The `split_dataset.map()` function applies this tokenization process in parallel to all documents in the train and validation splits.

In [None]:
enc = tiktoken.get_encoding("gpt2")
def process(example):
    ids = enc.encode_ordinary(example['text']) # encode_ordinary ignores any special tokens
    ids.append(enc.eot_token) # add the end of text token, e.g. 50256 for gpt2 bpe
    # note: I think eot should be prepended not appended... hmm. it's called "eot" though...
    out = {'ids': ids, 'len': len(ids)}
    return out

# tokenize the dataset
tokenized = split_dataset.map(
    process,
    remove_columns=['text'],
    desc="tokenizing the splits",
    num_proc=num_proc,
)
print(tokenized)

## 4. Data Format, Storage, and Writing to Binary Files

### Data Format and Storage (from documentation)
All datasets in nanoGPT are prepared and stored as arrays of integer token IDs in binary files:
* Training data is stored in `train.bin`.
* Validation data is stored in `val.bin`.
* The data type is typically `np.uint16` because the maximum token ID in GPT-2's vocabulary (50256) is less than 2^16.

During training, these binary files are memory-mapped for efficient access. This allows the system to train on datasets that might not fit entirely in RAM.

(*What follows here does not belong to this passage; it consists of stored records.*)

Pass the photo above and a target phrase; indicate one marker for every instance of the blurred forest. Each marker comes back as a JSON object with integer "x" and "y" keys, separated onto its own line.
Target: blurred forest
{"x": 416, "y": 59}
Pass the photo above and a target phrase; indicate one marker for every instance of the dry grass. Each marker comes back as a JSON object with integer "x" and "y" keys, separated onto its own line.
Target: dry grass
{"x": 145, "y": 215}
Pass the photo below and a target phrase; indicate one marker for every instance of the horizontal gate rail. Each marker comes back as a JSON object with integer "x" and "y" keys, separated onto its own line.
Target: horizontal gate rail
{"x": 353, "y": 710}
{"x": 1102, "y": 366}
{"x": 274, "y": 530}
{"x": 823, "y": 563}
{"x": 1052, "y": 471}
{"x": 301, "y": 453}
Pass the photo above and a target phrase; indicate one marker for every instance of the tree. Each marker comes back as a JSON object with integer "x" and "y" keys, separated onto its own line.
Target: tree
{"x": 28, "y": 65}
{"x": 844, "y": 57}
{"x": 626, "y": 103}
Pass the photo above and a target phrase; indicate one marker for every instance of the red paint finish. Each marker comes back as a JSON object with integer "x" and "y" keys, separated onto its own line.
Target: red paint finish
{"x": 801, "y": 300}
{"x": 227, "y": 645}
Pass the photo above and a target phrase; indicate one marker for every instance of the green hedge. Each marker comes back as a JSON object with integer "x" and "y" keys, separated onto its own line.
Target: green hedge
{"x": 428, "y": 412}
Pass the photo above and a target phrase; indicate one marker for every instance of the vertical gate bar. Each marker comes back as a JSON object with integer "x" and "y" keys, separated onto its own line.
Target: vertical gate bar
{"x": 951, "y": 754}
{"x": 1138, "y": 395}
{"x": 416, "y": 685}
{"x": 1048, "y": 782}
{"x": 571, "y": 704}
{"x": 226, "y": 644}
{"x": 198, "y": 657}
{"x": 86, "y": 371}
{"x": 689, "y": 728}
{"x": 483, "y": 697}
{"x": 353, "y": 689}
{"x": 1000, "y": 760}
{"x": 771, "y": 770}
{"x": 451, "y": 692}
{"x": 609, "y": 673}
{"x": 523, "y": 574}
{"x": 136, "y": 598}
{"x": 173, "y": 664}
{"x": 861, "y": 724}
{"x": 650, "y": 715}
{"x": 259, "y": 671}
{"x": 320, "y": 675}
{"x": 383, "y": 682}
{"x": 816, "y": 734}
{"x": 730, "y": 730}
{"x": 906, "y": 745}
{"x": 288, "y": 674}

### Writing to Files (from script)
The script iterates through the tokenized train and validation sets. For each set:
1. It calculates the total length of all token sequences (`arr_len`).
2. It creates a memory-mapped NumPy array (`np.memmap`) with the appropriate filename (`train.bin` or `val.bin`), data type (`np.uint16`), and shape.
3. It writes the token IDs into this memory-mapped array in batches for efficiency.
4. Finally, `arr.flush()` ensures all data is written to disk.

In [None]:
for split, dset in tokenized.items():
    arr_len = np.sum(dset['len'], dtype=np.uint64)
    filename = os.path.join(script_dir, f'{split}.bin') # Use script_dir defined earlier
    dtype = np.uint16 # (can do since enc.max_token_value == 50256 is < 2**16)
    arr = np.memmap(filename, dtype=dtype, mode='w+', shape=(arr_len,))
    total_batches = 1024

    idx = 0
    for batch_idx in tqdm(range(total_batches), desc=f'writing {filename}'):
        # Batch together samples for faster write
        batch = dset.shard(num_shards=total_batches, index=batch_idx, contiguous=True).with_format('numpy')
        arr_batch = np.concatenate(batch['ids'])
        # Write into mmap
        arr[idx : idx + len(arr_batch)] = arr_batch
        idx += len(arr_batch)
    arr.flush()
    print(f"Finished writing {filename}")

## 5. Final Output and Statistics

The script produces two binary files:
* `train.bin`: Approximately 17GB, containing around 9 billion tokens.
* `val.bin`: Approximately 8.5MB, containing around 4 million tokens.

These files are now ready to be used by the `train.py` script in nanoGPT.

### Reading the Binary Files (from script comments)
To read these binary files later, for example with NumPy, you can use:
```python
# m = np.memmap('train.bin', dtype=np.uint16, mode='r')
```

## 6. Custom Dataset Preparation (from documentation)

The documentation also provides general steps for preparing a custom dataset for nanoGPT:
1.  Load or download your text data.
2.  Choose a tokenization method:
    *   GPT-2 BPE tokenization (recommended for most cases).
    *   Character-level tokenization (for smaller datasets or specific applications).
3.  Tokenize the text and convert to integer IDs.
4.  Split into training and validation sets.
5.  Save as binary files using `numpy.tofile()` or memory-mapped arrays.

The binary format allows nanoGPT's training process to efficiently load and process the data, regardless of dataset size.